Strategies to Lower Urine pH

  • Citrus drinks, cranberry juice, and acidic fruit juices can increase fluid uptake to wash out the urinary tract.
  • Surgeons may need to surgically remove bladder stones if antibiotics fail.

Antimicrobial Catheters

  • Silver-impregnated catheters have been explored to reduce biofilm formation.
  • However, studies have shown that silver does not prevent biofilm formation or kill established biofilms.

Mouse Bladder Infection with Proteus

  • Stones can penetrate down into the epithelial layers of the bladder.

Pathogenic Factors of E. coli and Proteus mirabilis

  • E. coli causes relatively uncomplicated UTIs, while Proteus mirabilis causes more complicated UTIs.
  • Both produce virulence factors such as fimbriae and pili to attach to epithelial surfaces.
  • Both make toxins that attack host tissues and evade immune defenses.

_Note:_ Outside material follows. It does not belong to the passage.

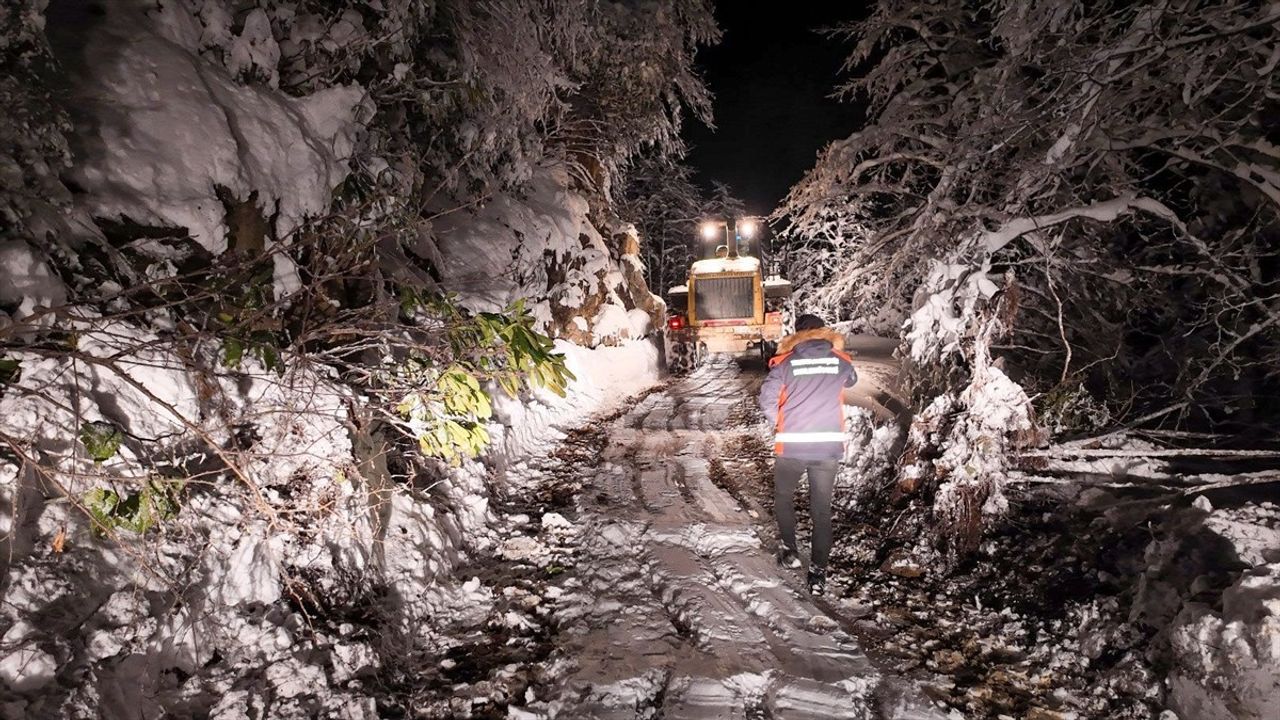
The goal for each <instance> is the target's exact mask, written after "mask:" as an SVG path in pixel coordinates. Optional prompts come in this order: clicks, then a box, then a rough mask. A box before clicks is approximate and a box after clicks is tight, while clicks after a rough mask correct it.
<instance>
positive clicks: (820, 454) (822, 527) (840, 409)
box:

Biofilms in the UTI Process

  • Latex catheters have rough surfaces with niches for bacteria to establish.
  • Staphylococcus aureus forms biofilms on latex catheters.
  • E. coli produces alginate, resulting in a lot of extra polymeric substance in the biofilm.
  • Proteus forms biofilms in urine with a basal layer and long fronds of microcolonies.
  • Proteus exhibits swarming behavior due to its flagella.

Immune System and Bladder Infection

  • Leukocytes attack in E. coli infections in the mouse bladder.
  • Stones act as nuclear bunkers for E. coli, providing a physical barrier against immune attack.
  • E. coli produces Aji 43, characteristic of biofilm formation in the bladder.

Co-infection with Gardnerella

  • Gardnerella, found in the vagina, can cause problems in the urinary tract.
  • It can attack the epithelial surface of the GI tract, exposing the underneath to an E. coli UTI.
  • E. coli does better in polymicrobial infections.

Summary

  • Skin flora is complex, and breaching the barrier leads to disease.
  • Indwelling devices breach the body's defenses, allowing what gets in to form biofilms.
  • Current materials have little advantage in suppressing biofilm formation.
  • Biofilms provide defense against immunity and antibiotics.
  • Biofilms are linked to inflammatory responses and cystitis.
  • Polymicrobial infections increase the virulence of some pathogens.